Designed by the owner, the dining room is cozy with enough padding to stage multiple simultaneous pillow fights, blue curtains to match the color of the smart menus, and a raised ceiling from which falls a beehive of beautiful lights – “cardboard recycled,” says the chef of the “chandelier” which impresses as much as the kitchen in the exhibition. People looking for oval tables, to facilitate conversation, will appreciate the multiple rounds that adorn the corners of Henri. Any dinner is enhanced by something from the sea bass; Shooting Star is bold with rye, sparkling with sparkling wine, racy with ginger and fruity with peach.

The desserts look mouth-watering, but they tend to be the menu’s weakest link. I was worried that my knife would smash the plate supporting a rock-hard, wine-stained pear with the almond cake, as well as the plate with the misnamed speculoos “pie”, which looks more like a cookie cutter. balls holding a bland pistachio. green globe of white chocolate. Better order a nightcap or finish some fries.

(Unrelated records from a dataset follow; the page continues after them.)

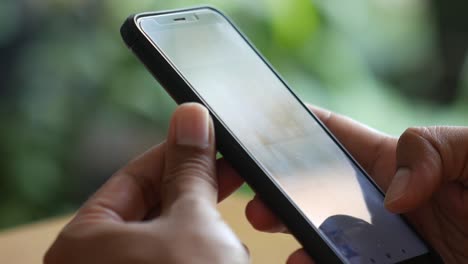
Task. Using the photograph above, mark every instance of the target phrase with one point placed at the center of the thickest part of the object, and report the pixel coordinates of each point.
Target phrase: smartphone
(296, 166)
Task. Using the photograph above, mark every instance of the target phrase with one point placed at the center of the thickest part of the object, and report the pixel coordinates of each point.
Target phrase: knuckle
(199, 168)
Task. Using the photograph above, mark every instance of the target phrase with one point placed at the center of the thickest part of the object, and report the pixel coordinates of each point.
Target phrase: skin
(160, 208)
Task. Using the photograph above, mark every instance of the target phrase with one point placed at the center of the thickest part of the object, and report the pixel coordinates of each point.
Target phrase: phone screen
(293, 149)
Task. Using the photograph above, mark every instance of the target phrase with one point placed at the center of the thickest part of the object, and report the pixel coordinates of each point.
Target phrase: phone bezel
(181, 91)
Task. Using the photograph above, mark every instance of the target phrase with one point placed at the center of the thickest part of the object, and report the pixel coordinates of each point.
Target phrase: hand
(425, 175)
(161, 207)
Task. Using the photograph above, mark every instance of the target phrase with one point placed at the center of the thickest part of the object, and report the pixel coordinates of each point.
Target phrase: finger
(189, 173)
(128, 195)
(262, 218)
(372, 149)
(299, 257)
(228, 179)
(427, 158)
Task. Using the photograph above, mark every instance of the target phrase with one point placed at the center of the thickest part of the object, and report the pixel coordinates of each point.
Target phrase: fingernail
(192, 126)
(399, 186)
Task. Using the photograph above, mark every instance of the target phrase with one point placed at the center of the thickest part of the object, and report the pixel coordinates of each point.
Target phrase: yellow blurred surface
(27, 244)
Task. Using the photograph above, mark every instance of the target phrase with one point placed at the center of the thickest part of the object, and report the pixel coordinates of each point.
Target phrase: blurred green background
(75, 104)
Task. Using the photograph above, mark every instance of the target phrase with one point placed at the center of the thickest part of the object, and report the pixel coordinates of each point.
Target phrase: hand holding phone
(299, 169)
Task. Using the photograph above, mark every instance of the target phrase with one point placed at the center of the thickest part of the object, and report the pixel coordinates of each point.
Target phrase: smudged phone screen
(283, 137)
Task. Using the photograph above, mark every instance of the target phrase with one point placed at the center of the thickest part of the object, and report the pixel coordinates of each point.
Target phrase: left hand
(160, 208)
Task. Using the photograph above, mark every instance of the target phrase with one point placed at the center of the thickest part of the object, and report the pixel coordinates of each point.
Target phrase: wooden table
(27, 244)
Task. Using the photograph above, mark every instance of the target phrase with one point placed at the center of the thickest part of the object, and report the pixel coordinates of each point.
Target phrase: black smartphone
(298, 168)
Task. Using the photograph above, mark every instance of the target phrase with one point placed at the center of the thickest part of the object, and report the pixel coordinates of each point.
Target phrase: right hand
(424, 173)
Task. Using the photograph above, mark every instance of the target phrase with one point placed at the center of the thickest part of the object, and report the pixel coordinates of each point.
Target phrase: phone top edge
(129, 29)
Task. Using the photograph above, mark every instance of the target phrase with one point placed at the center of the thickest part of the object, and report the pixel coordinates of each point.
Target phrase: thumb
(427, 157)
(189, 172)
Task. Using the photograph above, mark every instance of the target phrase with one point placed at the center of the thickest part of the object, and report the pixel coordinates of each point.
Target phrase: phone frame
(181, 91)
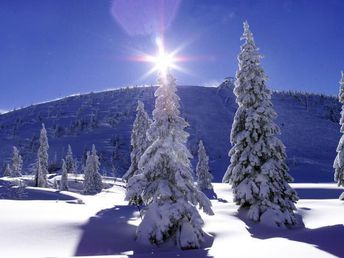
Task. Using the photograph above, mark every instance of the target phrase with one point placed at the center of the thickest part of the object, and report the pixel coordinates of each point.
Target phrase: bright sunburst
(163, 61)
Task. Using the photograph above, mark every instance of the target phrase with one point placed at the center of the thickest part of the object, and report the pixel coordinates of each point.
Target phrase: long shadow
(318, 193)
(109, 233)
(327, 238)
(10, 191)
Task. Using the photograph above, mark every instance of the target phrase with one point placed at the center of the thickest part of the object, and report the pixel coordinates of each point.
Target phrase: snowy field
(48, 223)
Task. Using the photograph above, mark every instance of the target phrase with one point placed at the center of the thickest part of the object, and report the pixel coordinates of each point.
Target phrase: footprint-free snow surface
(309, 125)
(104, 224)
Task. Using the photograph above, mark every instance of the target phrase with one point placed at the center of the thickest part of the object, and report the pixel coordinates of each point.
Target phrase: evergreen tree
(339, 161)
(139, 140)
(42, 159)
(258, 172)
(70, 164)
(8, 171)
(93, 180)
(64, 177)
(165, 182)
(204, 177)
(17, 163)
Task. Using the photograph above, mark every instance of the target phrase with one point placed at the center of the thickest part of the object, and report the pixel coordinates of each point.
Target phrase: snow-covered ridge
(105, 119)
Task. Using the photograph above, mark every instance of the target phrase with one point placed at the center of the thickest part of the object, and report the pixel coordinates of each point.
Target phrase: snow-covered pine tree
(338, 164)
(139, 140)
(165, 182)
(64, 177)
(93, 180)
(17, 163)
(204, 177)
(8, 171)
(42, 159)
(70, 164)
(258, 172)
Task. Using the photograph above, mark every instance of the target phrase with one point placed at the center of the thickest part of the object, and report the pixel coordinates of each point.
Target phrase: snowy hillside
(65, 224)
(309, 126)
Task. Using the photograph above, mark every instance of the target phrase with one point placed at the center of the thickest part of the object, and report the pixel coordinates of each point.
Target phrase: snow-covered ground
(64, 224)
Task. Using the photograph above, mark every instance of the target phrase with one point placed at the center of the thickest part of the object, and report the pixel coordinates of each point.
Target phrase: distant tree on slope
(17, 163)
(204, 177)
(139, 140)
(8, 171)
(70, 163)
(93, 180)
(165, 184)
(339, 160)
(42, 160)
(64, 177)
(258, 172)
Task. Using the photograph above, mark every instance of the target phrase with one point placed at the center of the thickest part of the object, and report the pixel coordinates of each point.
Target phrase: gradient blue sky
(53, 48)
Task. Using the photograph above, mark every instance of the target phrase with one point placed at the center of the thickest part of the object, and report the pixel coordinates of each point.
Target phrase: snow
(105, 225)
(302, 117)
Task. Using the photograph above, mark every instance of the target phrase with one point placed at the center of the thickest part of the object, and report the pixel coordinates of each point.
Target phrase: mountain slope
(309, 126)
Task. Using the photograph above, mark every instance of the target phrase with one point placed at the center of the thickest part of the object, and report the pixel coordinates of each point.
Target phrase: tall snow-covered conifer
(339, 161)
(42, 159)
(8, 171)
(165, 183)
(258, 172)
(64, 177)
(17, 163)
(70, 164)
(139, 140)
(93, 180)
(204, 177)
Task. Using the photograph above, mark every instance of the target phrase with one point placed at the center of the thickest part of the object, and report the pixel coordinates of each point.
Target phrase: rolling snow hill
(309, 125)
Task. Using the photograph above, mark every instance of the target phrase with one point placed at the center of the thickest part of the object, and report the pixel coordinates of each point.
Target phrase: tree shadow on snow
(325, 238)
(110, 232)
(210, 193)
(318, 193)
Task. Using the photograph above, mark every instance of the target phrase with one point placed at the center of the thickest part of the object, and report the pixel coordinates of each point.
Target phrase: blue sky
(53, 48)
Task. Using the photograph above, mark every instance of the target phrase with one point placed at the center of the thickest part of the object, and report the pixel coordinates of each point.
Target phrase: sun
(162, 61)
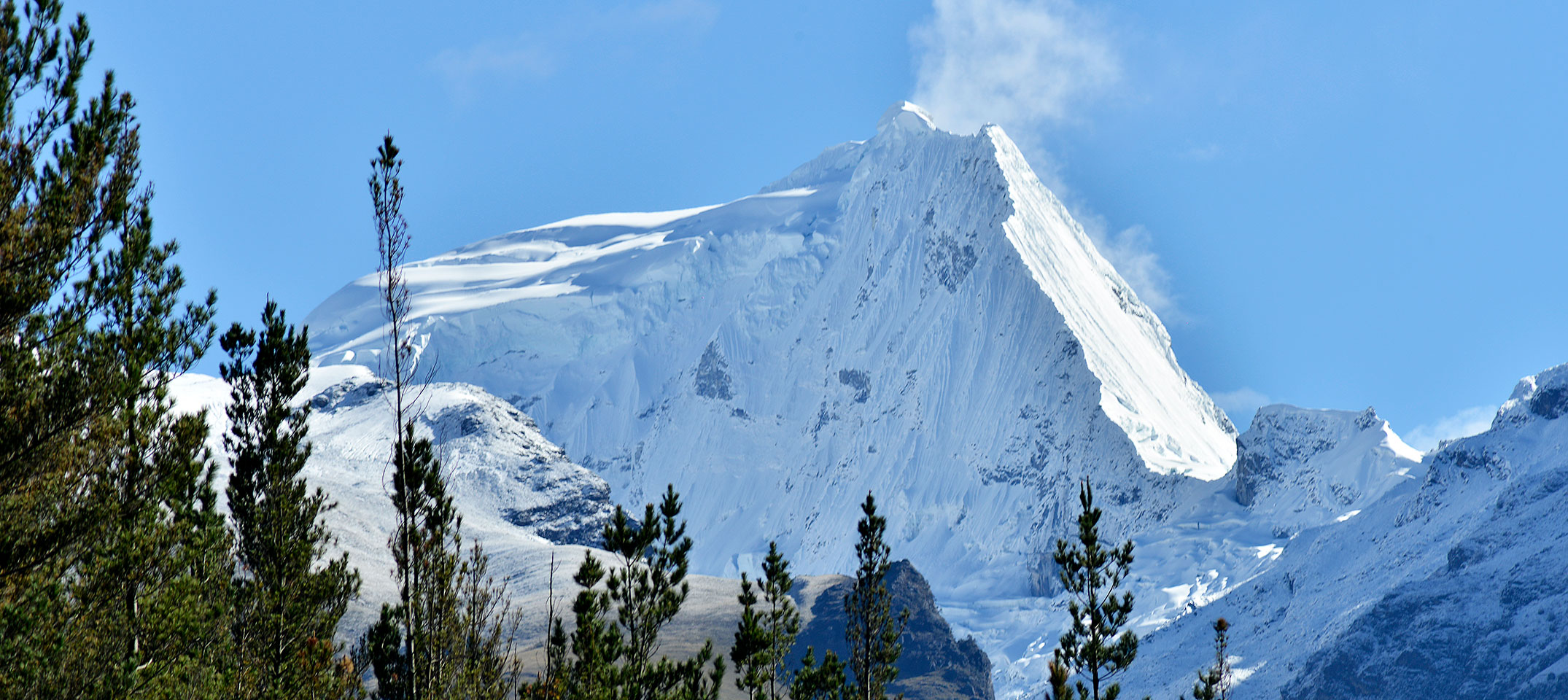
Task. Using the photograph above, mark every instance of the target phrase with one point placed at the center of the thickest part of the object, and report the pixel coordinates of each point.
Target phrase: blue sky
(1332, 204)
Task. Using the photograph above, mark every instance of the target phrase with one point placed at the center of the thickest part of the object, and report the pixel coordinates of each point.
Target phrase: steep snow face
(913, 315)
(1300, 467)
(1445, 588)
(515, 489)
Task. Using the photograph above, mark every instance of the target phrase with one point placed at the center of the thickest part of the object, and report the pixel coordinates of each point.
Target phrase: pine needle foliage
(620, 658)
(452, 630)
(1214, 683)
(874, 630)
(1095, 649)
(287, 607)
(767, 630)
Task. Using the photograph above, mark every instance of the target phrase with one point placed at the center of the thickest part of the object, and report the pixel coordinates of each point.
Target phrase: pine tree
(750, 652)
(452, 630)
(1214, 683)
(872, 630)
(594, 642)
(151, 594)
(1092, 649)
(620, 658)
(766, 634)
(287, 608)
(648, 591)
(112, 553)
(819, 680)
(68, 181)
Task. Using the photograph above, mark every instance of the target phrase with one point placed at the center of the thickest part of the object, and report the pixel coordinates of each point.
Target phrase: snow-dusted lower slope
(515, 489)
(1449, 586)
(1303, 469)
(913, 315)
(1299, 467)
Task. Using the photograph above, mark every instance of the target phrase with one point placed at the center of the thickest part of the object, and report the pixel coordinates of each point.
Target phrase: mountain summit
(915, 315)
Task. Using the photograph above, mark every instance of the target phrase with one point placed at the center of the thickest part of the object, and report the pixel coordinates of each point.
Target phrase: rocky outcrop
(934, 666)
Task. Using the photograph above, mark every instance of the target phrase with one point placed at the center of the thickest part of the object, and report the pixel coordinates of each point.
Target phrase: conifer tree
(451, 631)
(112, 553)
(751, 648)
(286, 607)
(648, 591)
(1214, 683)
(766, 634)
(151, 594)
(874, 629)
(819, 680)
(618, 658)
(1095, 648)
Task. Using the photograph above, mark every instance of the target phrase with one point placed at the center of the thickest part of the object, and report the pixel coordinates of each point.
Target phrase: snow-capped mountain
(1300, 469)
(1446, 586)
(913, 315)
(917, 316)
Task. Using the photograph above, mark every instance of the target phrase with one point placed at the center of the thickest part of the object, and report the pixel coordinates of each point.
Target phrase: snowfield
(913, 315)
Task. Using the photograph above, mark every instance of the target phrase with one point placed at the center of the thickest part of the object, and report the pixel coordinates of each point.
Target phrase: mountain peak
(905, 117)
(913, 315)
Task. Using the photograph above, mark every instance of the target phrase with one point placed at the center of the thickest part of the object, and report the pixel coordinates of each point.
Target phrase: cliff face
(934, 666)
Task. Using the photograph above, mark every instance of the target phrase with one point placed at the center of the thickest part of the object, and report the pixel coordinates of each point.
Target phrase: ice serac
(912, 315)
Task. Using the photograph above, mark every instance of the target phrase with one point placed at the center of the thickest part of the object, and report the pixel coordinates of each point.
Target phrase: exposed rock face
(934, 664)
(1305, 467)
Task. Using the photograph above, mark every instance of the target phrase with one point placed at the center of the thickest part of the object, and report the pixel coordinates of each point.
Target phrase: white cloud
(1026, 65)
(1465, 423)
(1017, 63)
(1133, 254)
(1241, 405)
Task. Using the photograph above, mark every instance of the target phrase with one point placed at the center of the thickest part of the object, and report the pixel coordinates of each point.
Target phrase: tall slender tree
(287, 607)
(1214, 683)
(1095, 648)
(874, 630)
(452, 630)
(767, 631)
(750, 650)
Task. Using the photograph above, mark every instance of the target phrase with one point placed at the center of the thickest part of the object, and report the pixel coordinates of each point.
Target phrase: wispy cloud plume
(1131, 251)
(1241, 405)
(1017, 63)
(1464, 423)
(1028, 65)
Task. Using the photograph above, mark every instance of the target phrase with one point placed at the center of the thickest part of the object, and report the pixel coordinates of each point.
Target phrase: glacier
(912, 315)
(916, 315)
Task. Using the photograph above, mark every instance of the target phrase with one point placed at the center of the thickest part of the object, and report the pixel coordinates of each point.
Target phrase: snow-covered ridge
(1305, 467)
(1445, 586)
(912, 315)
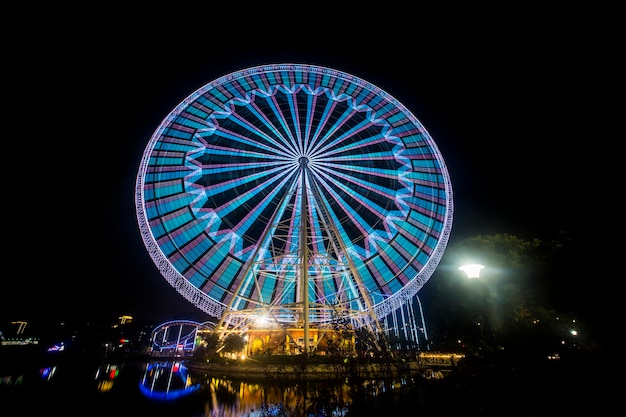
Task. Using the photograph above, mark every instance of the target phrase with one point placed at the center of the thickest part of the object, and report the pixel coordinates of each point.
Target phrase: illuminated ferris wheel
(293, 192)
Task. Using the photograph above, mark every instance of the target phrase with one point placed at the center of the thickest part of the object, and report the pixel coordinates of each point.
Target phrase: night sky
(516, 110)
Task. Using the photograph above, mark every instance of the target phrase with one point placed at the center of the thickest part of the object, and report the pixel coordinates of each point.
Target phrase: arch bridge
(177, 337)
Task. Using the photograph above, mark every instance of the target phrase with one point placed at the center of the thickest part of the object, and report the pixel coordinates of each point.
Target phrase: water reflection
(133, 387)
(167, 381)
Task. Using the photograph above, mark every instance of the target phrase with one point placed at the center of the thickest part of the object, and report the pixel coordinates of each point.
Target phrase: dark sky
(516, 108)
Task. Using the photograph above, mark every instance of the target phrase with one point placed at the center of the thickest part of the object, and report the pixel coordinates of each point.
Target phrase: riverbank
(253, 369)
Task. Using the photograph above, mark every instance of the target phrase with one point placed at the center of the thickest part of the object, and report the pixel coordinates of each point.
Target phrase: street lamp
(472, 270)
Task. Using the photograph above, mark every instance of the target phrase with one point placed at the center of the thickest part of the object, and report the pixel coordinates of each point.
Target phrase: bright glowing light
(472, 270)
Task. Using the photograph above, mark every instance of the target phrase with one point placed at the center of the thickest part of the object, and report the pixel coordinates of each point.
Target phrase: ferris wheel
(293, 192)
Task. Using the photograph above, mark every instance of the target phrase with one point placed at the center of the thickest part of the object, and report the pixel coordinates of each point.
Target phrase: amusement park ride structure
(299, 195)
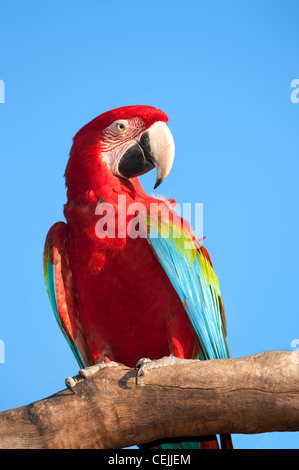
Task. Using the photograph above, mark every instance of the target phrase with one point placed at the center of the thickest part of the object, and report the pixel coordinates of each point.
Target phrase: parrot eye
(121, 126)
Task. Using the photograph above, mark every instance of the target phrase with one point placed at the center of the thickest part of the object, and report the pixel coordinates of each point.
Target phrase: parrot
(127, 284)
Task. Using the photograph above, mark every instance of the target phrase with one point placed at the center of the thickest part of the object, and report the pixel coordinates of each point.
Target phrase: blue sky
(222, 71)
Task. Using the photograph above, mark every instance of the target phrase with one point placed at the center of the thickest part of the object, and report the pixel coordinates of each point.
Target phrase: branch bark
(254, 394)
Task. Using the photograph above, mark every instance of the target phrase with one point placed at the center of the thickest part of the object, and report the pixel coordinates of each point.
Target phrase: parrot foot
(89, 371)
(145, 364)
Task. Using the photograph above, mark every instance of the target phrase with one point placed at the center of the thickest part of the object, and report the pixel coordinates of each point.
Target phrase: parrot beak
(155, 148)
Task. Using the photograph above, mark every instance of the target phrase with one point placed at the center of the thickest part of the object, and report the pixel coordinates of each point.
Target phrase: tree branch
(254, 394)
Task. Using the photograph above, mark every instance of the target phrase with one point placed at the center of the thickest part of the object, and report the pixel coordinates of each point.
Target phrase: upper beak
(154, 148)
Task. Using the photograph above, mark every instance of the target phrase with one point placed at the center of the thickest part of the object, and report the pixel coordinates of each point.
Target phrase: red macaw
(119, 298)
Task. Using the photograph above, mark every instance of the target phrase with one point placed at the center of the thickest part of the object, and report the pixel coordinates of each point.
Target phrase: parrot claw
(91, 370)
(71, 382)
(145, 364)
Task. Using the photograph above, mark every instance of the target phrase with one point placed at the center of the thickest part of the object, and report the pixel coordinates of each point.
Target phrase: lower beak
(155, 148)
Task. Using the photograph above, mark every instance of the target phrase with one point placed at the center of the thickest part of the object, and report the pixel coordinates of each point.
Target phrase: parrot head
(130, 141)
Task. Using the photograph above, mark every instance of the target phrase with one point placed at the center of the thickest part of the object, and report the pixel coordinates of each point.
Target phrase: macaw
(118, 297)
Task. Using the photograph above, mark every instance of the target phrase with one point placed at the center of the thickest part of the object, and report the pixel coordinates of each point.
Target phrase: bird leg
(88, 372)
(145, 364)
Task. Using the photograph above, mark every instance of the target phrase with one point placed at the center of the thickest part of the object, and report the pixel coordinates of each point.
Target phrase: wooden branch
(254, 394)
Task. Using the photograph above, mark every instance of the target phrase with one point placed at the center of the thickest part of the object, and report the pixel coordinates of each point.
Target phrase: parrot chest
(126, 304)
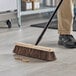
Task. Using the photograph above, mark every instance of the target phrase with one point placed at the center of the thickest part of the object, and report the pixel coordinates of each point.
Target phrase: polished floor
(64, 65)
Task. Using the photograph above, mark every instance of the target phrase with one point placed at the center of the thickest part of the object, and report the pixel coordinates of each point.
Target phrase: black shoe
(67, 41)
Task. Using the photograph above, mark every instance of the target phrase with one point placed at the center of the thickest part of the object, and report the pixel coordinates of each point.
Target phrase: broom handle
(44, 30)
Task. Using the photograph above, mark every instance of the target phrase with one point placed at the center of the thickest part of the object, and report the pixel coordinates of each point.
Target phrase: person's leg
(65, 17)
(65, 22)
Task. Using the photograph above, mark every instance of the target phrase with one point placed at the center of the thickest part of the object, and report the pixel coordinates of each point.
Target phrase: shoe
(67, 41)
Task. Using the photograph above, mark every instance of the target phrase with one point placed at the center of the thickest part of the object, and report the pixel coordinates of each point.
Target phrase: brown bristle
(40, 53)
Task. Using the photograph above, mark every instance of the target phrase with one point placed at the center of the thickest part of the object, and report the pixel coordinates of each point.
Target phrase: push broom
(39, 52)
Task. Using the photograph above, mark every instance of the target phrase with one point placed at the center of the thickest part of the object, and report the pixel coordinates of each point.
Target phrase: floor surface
(64, 65)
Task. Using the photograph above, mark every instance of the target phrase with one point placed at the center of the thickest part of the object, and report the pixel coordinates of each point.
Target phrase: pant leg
(65, 17)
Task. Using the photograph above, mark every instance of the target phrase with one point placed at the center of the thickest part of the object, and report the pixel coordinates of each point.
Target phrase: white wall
(6, 5)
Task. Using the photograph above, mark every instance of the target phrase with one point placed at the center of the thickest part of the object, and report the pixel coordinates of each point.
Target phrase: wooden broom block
(40, 52)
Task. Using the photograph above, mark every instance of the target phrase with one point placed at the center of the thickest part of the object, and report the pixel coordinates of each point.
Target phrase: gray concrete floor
(65, 65)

Le Henri opened at a tricky time in February. But more workers returning to their downtown offices this month means an ever busier bar and restaurant and a new hire at Le Henri: a second events coordinator to handle interest in private entertainment. De Pue is onto something, and it’s mostly delicious.

1301 Pennsylvania Avenue NW. (Entrance on 13th Street NW.) 202-989-5881. thehenridc.com. Open: Indoor dining from 11:30 a.m. to 2 p.m. Monday to Friday and from 4 p.m. to 11 p.m. daily. Price: Dinner entrees $13-$21, entrees $28-$46. Sound control: 77 decibels/must speak in a high voice. Accessibility: No barriers to entry; restrooms are ADA compliant. Pandemic protocols: all staff are vaccinated, but wearing a mask is optional.